Sweet potatoes and Prediabetes

Question:   I was recently diagnosed with Pre-Diabetes and I’m trying to follow a low fat diet.  I have a question I hope that you can answer.  Are sweet potatoes considered a vegetable and are they ok to eat in my diet?   Answer:  Sweet potatoes are a starchy vegetable which means that they do not fall into the "free" category of other non-starchy vegetables like leafy greens, carrots, cauliflower, and tomatoes;  however, this vegetable can still be included in a healthy diet for anyone with or without diabetes.  A 6 oz. sweet potato (approximately 4" in length) is low in fat, high in fiber, full of the antioxidant beta-carotene which gives the potato it's beautiful orange color, and contains about 30-40g carbohydrate.  A 6 oz. sweet potato along with ~3-4 oz. lean meat and a healthy portion of non-starchy veggies and/or salad would make a very healthy and tasty low-fat meal.    Sweet potatoes also tend to have a lower glycemic index that white baking potatoes which means they may not affect your blood sugars as much after a meal as a white potato.  So...enjoy!      

Wednesday, December 22, 2010

New Years Eve Celebrating and Diabetes

Question:  I have recently been diagnosed with diabetes and my wife has pre-diabetes.  New Year's Eve we always have a large celebration with cocktails and lots of food.  We are growing weary of the party this year given my new diagnosis.  Any tips on how we can still enjoy the party?

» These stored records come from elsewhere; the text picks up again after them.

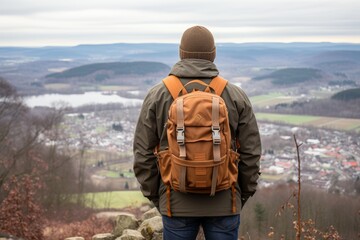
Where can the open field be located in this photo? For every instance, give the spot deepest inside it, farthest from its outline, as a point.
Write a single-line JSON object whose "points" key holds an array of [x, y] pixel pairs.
{"points": [[271, 99], [347, 124], [57, 86], [115, 200]]}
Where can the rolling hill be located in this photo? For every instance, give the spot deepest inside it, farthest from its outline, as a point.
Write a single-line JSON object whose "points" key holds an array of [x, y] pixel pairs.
{"points": [[347, 95], [291, 76], [115, 68]]}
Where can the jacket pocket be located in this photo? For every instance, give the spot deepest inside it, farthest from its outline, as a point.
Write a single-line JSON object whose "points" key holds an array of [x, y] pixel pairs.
{"points": [[164, 163], [233, 165]]}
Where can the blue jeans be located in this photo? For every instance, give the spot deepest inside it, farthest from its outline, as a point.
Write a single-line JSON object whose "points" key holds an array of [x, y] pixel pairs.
{"points": [[215, 228]]}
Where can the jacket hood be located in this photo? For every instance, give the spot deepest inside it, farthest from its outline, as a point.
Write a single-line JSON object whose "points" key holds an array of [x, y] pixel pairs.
{"points": [[190, 68]]}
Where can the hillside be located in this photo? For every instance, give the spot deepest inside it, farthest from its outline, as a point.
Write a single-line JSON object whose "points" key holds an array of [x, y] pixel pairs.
{"points": [[291, 76], [114, 68], [347, 95]]}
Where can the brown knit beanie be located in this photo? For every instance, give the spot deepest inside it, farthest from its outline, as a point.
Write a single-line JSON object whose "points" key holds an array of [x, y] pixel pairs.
{"points": [[197, 42]]}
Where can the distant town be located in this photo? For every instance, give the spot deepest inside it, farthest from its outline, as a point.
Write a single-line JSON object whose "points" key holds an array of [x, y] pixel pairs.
{"points": [[329, 159]]}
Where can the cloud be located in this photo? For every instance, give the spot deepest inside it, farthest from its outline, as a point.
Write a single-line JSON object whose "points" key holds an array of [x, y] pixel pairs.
{"points": [[33, 22]]}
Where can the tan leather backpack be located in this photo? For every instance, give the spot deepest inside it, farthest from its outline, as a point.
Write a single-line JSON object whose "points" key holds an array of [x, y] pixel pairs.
{"points": [[199, 158]]}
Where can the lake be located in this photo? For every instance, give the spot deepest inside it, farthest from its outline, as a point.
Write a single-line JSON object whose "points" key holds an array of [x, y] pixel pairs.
{"points": [[77, 100]]}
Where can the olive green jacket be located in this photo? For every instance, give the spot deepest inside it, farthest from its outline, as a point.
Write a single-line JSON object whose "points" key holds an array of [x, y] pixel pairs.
{"points": [[151, 132]]}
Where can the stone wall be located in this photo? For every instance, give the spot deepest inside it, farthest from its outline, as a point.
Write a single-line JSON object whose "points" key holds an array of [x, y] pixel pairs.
{"points": [[128, 227]]}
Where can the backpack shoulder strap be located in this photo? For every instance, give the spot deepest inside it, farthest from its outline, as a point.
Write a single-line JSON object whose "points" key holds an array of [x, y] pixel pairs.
{"points": [[218, 84], [174, 85]]}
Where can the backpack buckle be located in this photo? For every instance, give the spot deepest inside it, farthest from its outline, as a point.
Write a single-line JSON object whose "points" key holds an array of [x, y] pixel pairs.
{"points": [[180, 136], [216, 134]]}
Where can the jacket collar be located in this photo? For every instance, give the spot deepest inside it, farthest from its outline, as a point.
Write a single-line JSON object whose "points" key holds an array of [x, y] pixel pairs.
{"points": [[190, 68]]}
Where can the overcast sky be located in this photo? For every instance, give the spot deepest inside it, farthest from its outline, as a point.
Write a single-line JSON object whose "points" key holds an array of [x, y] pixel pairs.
{"points": [[72, 22]]}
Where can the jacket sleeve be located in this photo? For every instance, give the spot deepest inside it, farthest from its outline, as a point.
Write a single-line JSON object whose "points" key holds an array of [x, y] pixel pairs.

Answer:  As with any other "consuming" holiday, make sure you eat all your other meals and snacks that day.  This will hopefully help to prevent cravings and unintentional splurging.  Try to eat a healthy snack or some vegetables before you go to the party - veggies or a nice salad are a low calorie way to fill yourself up.  When you get to the party, survey the goods.  Steer yourself towards more of the non-carb snacks (meats, veggies, etc.) and limit the starchy and sweet carb items.  Try to stick with one plateful of food - don't hang out around the food table!

Be cautious with alcohol intake.  If you take insulin or glyburide/glimipiride, be aware that alcohol can lead to risk of hypoglycemia ( low blood sugar) up to 12 hours after ingestion.  Excessive drinking with metformin is also discouraged due to risk for lactic acidosis.  Alcohol also has a lot of empty calories and can impair your judgement about what you eat as well as your overall safety.  If you are going to consume alcohol, make sure you do it safely.  Unless you have been told otherwise by your doctor, pharmacist, or another healthcare professional, one or two servings of alcohol will probably not have a negative effect.  Wine, light beer, and hard liquor/spirits tend to have the least amount of carbohydrate and remember that 1 serving of alcohol is equal to 12 oz. beer, 4-5 oz. wine, or 1 1/2 oz. liquor.

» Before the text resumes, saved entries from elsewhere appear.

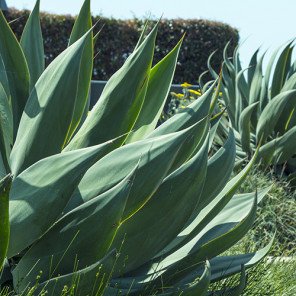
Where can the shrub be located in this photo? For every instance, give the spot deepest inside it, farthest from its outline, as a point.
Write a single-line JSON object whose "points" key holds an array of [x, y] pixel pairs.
{"points": [[202, 38]]}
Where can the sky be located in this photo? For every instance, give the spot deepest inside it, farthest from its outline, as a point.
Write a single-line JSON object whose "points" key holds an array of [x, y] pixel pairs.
{"points": [[265, 23]]}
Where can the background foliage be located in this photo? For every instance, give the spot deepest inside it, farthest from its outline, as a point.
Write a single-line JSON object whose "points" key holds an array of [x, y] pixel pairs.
{"points": [[202, 38]]}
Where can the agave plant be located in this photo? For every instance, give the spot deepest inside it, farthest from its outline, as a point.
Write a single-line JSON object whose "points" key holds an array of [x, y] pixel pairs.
{"points": [[103, 202], [261, 105]]}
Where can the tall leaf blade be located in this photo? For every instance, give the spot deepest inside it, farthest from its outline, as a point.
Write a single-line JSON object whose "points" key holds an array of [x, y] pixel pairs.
{"points": [[45, 122], [272, 112], [81, 26], [48, 184], [4, 217], [159, 84], [16, 69], [122, 98], [281, 70], [32, 45]]}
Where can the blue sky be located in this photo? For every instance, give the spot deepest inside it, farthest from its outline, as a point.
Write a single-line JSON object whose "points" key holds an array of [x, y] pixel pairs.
{"points": [[266, 23]]}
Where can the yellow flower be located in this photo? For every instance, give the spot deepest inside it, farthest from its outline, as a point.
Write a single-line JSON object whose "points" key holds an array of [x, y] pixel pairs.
{"points": [[186, 85], [179, 96], [194, 92]]}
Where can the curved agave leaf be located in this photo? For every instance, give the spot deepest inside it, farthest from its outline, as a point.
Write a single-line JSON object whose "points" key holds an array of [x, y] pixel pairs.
{"points": [[80, 241], [281, 70], [245, 127], [45, 122], [220, 167], [32, 45], [48, 184], [6, 127], [16, 69], [90, 280], [160, 80], [122, 98], [271, 114], [228, 227], [82, 25], [5, 184], [280, 149], [256, 85], [156, 158], [204, 215], [164, 215], [252, 66], [197, 287]]}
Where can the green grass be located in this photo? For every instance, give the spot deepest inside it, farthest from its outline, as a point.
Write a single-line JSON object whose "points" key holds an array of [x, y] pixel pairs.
{"points": [[276, 213]]}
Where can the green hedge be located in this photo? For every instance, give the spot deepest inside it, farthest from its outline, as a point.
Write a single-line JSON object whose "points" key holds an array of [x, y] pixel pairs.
{"points": [[118, 38]]}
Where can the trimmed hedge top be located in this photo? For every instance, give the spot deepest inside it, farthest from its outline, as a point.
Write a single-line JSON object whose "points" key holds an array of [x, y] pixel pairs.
{"points": [[118, 38]]}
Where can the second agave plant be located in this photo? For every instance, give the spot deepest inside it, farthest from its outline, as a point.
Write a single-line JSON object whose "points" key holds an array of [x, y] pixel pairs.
{"points": [[261, 105], [105, 203]]}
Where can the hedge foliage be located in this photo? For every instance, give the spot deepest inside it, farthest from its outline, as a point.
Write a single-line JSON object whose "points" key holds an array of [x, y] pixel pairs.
{"points": [[118, 38]]}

Don't forget to have fun.  Mingle, dance, and keep yourself active.  Activity and exercise will keep your blood sugars in better control as well.

Thursday, December 16, 2010

Surviving the holidays with Diabetes

The holidays are a tough time of year for everyone.  It is ok to indulge as long as you are mindful of what you are doing.  Here are some tips for keeping better control of your blood sugars and sweet tooth during the holidays.

1.  Exercise more often to help keep blood sugars in good control, even if you do splurge.
2.  Check your blood sugars frequently as a reminder of good control.
3.  Keep sweets and baked goods out of the house and save them for treats at parties and gatherings.  If you like to bake, show your goodwill and give your baked goods out to others.
4.  Bring healthy dishes to parties - fruits, veggies, etc.
5.  Plan holiday gatherings around activities instead of meals.
6.  When you do decide to indulge, remember that portion size is key.
7.  Eat small frequent meals to stay satiated and keep blood sugars levels stable; this will probably help to control cravings and splurges.
8.  Use caution with alcohol; not only is it full of calories, but it may also cause fluctuations in blood sugar levels.  Too much alcohol may also impair your ability to make the healthy choices.
9.  Take time to relax during the holidays and enjoy yourself; don't let yourself get too stressed out.
10.  Check in with your diabetes educator if you are having a hard time keeping your blood sugars in good control.